Given the complexity of the narrative, never mind the mechanics of rendering such an imaginary world, that’s no mean feat. At this point, you’ll recall, the Fellowship formed to destroy the Ring of Power and deprive the evil Sauron of the weapon he needs to take over Middle Earth has divided into three parties. Gimli the Dwarf (John Rhys-Davies), Legolas the Elf (Orlando Bloom), and Aragorn the Ranger (Viggo Mortensen), having survived the onslaught of Sauron’s Orcs at the Battle of Helms Deep, try to rally Théoden (Bernard Hill), the king of Rohan, to come to the relief of their allies in Gondor. Gandalf the Wizard (Ian McKellen) rides to Minas Tirith, Gondor’s towering capital, to rouse its crapulous leader, the steward Denethor (John Noble), to face the threat from Sauron’s hordes. All of which is a side show to distract Sauron from Frodo (Elijah Wood) and his trek to Mount Doom in Sauron’s backyard of Mordor. Frodo must toss the Ring to its destruction in the fiery pit while eluding capture and resisting the Ring’s lure of omnipotence.

The outcome: three or four battles increasing in scope and intensity and a mounting existential psychodrama involving Frodo, his pal Sam (Sean Astin), and his guide and nemesis Gollum, all punctuated by giddy shots of thousand-foot drops, surprise visits from a giant spider, and weird references to The Wizard of Oz. It’s much the same drill as in the first two films, but this time Jackson adds pathos and subtlety by his choices of point of view. The penultimate Battle of Pelennor Fields, for example, is seen mostly from the eyes of Éowyn (Miranda Otto, putting in perhaps the finest performance of the trilogy), Théoden’s fiery niece. Barred from battle because of her gender, Éowyn disguises herself in men’s armor and joins the Rohirrim cavalry as they take on the vastly more numerous forces of Sauron. Few moments in the film are as moving as the close-up of her face, her terror and determination not quite masked by her helmet, as she beholds the eldritch abominations aligned against them — eight-story elephants, demonic Nazguls astride flying dragons, a half a million misshapen, semi-human Orcs.

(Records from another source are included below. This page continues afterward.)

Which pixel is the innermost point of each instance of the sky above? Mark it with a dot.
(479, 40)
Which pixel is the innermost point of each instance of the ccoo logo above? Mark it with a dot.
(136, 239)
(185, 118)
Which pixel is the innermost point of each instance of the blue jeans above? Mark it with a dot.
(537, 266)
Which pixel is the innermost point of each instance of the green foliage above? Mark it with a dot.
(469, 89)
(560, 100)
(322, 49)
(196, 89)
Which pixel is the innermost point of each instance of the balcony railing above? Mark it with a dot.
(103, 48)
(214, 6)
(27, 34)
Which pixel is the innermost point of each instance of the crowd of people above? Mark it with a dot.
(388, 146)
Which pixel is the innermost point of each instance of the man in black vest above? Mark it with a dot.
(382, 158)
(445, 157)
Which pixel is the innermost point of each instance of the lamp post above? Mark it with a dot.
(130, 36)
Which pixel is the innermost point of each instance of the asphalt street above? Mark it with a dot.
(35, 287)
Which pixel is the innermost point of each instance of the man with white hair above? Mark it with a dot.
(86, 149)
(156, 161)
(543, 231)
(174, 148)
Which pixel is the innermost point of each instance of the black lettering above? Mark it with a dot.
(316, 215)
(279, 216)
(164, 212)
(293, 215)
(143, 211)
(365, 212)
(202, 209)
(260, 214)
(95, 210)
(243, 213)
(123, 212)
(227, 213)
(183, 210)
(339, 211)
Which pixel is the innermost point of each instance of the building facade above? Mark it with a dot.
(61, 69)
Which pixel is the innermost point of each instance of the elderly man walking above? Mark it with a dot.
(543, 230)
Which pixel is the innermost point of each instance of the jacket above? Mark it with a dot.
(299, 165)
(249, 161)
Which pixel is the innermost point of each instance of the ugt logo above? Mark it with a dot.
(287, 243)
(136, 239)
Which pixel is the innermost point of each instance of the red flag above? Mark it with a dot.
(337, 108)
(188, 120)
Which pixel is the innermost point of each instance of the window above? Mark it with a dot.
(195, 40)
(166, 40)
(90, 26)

Neither is any of the many rallying cries in the film as eloquent as her defiant, "I am no man!" Jackson’s empowered females (two of the film’s scriptwriters are women) are a definite improvement on Tolkien’s sexism.

Meanwhile, back at Mount Doom, Frodo is fading fast as he ascends the Stairs of Cirith Ungol to accomplish his mission. Picking up the slack is the Joe Six-Pack of Middle Earth. Sam, whose wheedling, vaguely homo-erotic subservience to Frodo in The Two Towers made Gollum’s treacherous sycophancy seem refreshing, here takes on an Everyman heroism that’s inspiring. His triumph of the common man, or hobbit, is a sentiment that rings true.

Unlike some of the uni-corny images and dreadful lines of dialogue, which keep reminding you that this adaptation is not just a dazzling collage of myths and an exploration of historical anxieties but also a calculated and massively commercial product and a burgeoning pseudo-religion. Ian McKellen is a great actor, but with the white robe, beard, and stallion, he looks like an escapee from a Dungeons and Dragons convention. And every time suspension of disbelief settles in, it’s dispelled by clinker lines like "The Eye of the enemy is moving!" and "All that you have to decide is what to do with the time that is given you." For the three-hours-plus of The Return of the King, what your imagination does has already been decided for you.